检测一维观测数据中异常值的Pythonic方法
对于给定的数据,我想把一些异常值(可以通过95%的置信水平、95%的分位数函数或者其他需要的方法来定义)设置为nan值。下面是我的数据和我现在使用的代码。如果有人能进一步解释一下,我会很高兴。
import numpy as np, matplotlib.pyplot as plt
data = np.random.rand(1000)+5.0
plt.plot(data)
plt.xlabel('observation number')
plt.ylabel('recorded value')
plt.show()
5 个回答
按照@Martin的建议,使用 np.percentile
:
percentiles = np.percentile(data, [2.5, 97.5])
# or =>, <= for within 95%
data[(percentiles[0]<data) & (percentiles[1]>data)]
# set the outliners to np.nan
data[(percentiles[0]>data) | (percentiles[1]<data)] = np.nan
一个简单的解决办法就是,去掉那些超出两个标准差(或者说1.96)的数据。
import random
def outliers(tmp):
"""tmp is a list of numbers"""
outs = []
mean = sum(tmp)/(1.0*len(tmp))
var = sum((tmp[i] - mean)**2 for i in range(0, len(tmp)))/(1.0*len(tmp))
std = var**0.5
outs = [tmp[i] for i in range(0, len(tmp)) if abs(tmp[i]-mean) > 1.96*std]
return outs
lst = [random.randrange(-10, 55) for _ in range(40)]
print lst
print outliers(lst)
我把这段代码改编自http://eurekastatistics.com/using-the-median-absolute-deviation-to-find-outliers,它的结果和Joe Kington的代码是一样的,不过我用了L1距离,而不是L2距离,并且支持不对称分布。原来的R代码没有Joe的0.6745这个乘数,所以我也加上了,以便在这个讨论中保持一致。

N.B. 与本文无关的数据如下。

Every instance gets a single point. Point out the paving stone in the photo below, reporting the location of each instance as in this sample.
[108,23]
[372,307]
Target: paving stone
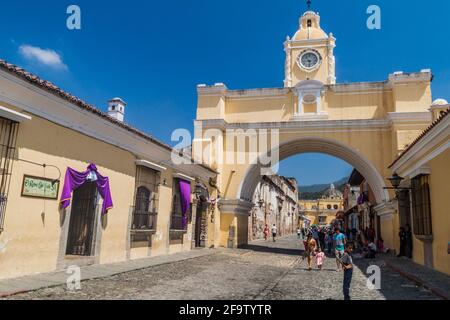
[260,271]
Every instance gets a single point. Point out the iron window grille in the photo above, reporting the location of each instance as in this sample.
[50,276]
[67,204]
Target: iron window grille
[176,221]
[145,210]
[421,206]
[8,141]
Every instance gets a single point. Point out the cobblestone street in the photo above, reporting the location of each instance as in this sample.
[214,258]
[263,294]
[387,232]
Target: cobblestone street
[261,271]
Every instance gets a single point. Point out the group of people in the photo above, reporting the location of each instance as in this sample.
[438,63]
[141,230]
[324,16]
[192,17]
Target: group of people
[274,231]
[314,250]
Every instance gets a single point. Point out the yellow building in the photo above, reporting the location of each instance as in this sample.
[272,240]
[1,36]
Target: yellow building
[322,212]
[43,132]
[423,203]
[366,124]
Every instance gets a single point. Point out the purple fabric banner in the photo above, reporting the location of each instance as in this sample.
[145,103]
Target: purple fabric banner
[75,179]
[185,191]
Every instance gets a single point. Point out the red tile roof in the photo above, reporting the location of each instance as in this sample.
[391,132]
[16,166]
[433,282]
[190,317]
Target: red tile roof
[422,135]
[50,87]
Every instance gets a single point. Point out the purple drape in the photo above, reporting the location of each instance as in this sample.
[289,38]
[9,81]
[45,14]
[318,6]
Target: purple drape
[75,179]
[185,191]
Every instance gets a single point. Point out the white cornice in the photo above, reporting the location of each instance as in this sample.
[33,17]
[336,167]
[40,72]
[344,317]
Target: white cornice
[436,141]
[299,125]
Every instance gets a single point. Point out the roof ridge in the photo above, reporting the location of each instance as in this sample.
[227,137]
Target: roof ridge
[57,91]
[422,135]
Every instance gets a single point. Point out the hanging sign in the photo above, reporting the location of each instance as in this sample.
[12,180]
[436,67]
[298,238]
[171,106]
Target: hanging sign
[37,187]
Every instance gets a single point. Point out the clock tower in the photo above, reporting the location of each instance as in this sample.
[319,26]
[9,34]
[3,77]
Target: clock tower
[310,53]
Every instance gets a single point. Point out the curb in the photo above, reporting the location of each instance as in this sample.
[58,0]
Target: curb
[419,282]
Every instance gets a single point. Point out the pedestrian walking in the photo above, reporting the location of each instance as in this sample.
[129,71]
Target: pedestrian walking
[322,239]
[266,232]
[310,249]
[329,242]
[339,245]
[347,264]
[408,242]
[274,232]
[320,258]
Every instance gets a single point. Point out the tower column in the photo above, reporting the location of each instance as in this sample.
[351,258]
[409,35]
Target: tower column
[319,102]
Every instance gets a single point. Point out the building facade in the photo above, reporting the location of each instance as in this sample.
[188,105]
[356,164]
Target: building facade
[366,124]
[422,200]
[123,196]
[275,201]
[322,212]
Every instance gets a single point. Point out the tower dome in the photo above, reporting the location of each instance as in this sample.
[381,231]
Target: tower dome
[309,27]
[440,102]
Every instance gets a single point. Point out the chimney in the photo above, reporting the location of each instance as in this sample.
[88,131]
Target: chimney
[116,109]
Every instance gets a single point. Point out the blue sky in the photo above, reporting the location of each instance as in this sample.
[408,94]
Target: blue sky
[154,53]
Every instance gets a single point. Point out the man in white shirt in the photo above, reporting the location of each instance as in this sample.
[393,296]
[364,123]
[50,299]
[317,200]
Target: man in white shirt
[274,232]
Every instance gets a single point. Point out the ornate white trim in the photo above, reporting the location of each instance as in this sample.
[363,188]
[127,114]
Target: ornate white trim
[13,115]
[183,176]
[309,69]
[235,207]
[151,165]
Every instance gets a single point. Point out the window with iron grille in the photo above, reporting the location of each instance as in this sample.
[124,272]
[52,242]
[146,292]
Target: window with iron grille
[176,221]
[8,138]
[421,206]
[145,209]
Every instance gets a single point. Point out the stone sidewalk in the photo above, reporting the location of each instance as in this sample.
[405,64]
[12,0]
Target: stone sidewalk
[436,282]
[15,286]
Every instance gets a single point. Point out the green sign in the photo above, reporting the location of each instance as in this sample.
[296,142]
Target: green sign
[36,187]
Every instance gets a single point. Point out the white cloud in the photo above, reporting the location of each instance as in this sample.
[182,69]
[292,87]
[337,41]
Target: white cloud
[46,57]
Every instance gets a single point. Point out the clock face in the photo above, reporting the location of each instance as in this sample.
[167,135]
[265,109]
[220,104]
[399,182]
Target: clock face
[309,60]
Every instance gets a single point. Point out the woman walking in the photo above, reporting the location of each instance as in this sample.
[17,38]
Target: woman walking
[310,250]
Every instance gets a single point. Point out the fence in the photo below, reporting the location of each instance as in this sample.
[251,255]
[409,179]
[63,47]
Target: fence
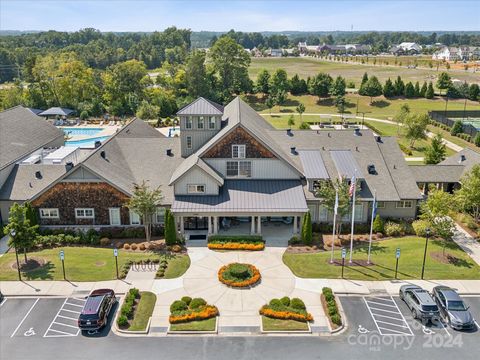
[449,117]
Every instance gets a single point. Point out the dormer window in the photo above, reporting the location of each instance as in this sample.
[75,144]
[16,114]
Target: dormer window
[238,151]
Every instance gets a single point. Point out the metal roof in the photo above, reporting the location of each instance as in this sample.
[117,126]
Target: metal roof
[247,196]
[345,163]
[313,165]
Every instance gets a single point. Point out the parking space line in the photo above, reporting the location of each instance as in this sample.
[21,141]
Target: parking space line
[26,315]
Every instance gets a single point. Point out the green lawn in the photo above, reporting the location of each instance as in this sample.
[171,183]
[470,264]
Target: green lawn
[383,256]
[144,311]
[82,264]
[270,324]
[200,325]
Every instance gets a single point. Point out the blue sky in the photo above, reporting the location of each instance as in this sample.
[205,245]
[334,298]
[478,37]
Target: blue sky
[139,15]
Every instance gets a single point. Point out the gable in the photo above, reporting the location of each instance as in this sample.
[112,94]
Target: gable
[239,136]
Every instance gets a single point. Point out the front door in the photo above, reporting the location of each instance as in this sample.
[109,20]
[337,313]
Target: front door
[196,223]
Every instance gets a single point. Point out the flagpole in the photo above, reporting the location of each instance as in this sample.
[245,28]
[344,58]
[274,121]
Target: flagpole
[371,225]
[353,213]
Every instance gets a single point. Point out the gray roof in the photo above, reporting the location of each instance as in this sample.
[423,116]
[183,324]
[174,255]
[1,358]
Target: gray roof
[247,196]
[346,164]
[313,165]
[56,111]
[201,106]
[437,173]
[22,132]
[22,183]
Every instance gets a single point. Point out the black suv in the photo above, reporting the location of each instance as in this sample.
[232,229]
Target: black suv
[95,312]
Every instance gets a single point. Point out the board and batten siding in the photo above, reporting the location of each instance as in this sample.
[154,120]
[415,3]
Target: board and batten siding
[261,168]
[195,176]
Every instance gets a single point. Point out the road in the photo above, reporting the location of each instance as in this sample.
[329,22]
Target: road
[37,328]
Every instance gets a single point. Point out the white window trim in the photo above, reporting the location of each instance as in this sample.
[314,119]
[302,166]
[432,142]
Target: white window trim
[46,213]
[84,216]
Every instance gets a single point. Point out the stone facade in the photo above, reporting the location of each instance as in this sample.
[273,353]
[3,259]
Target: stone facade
[254,149]
[66,196]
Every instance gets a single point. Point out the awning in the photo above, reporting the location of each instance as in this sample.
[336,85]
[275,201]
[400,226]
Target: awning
[247,197]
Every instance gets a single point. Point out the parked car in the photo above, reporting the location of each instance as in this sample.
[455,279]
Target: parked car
[452,308]
[420,303]
[94,315]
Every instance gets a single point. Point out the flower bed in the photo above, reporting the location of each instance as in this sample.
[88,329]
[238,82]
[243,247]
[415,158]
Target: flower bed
[188,309]
[286,309]
[239,275]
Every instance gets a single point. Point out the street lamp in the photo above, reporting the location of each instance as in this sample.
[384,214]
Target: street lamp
[427,234]
[12,234]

我不太确定这个乘数是否真的必要,但这样比较起来更公平。
def doubleMADsfromMedian(y,thresh=3.5):
# warning: this function does not check for NAs
# nor does it address issues when
# more than 50% of your data have identical values
m = np.median(y)
abs_dev = np.abs(y - m)
left_mad = np.median(abs_dev[y <= m])
right_mad = np.median(abs_dev[y >= m])
y_mad = left_mad * np.ones(len(y))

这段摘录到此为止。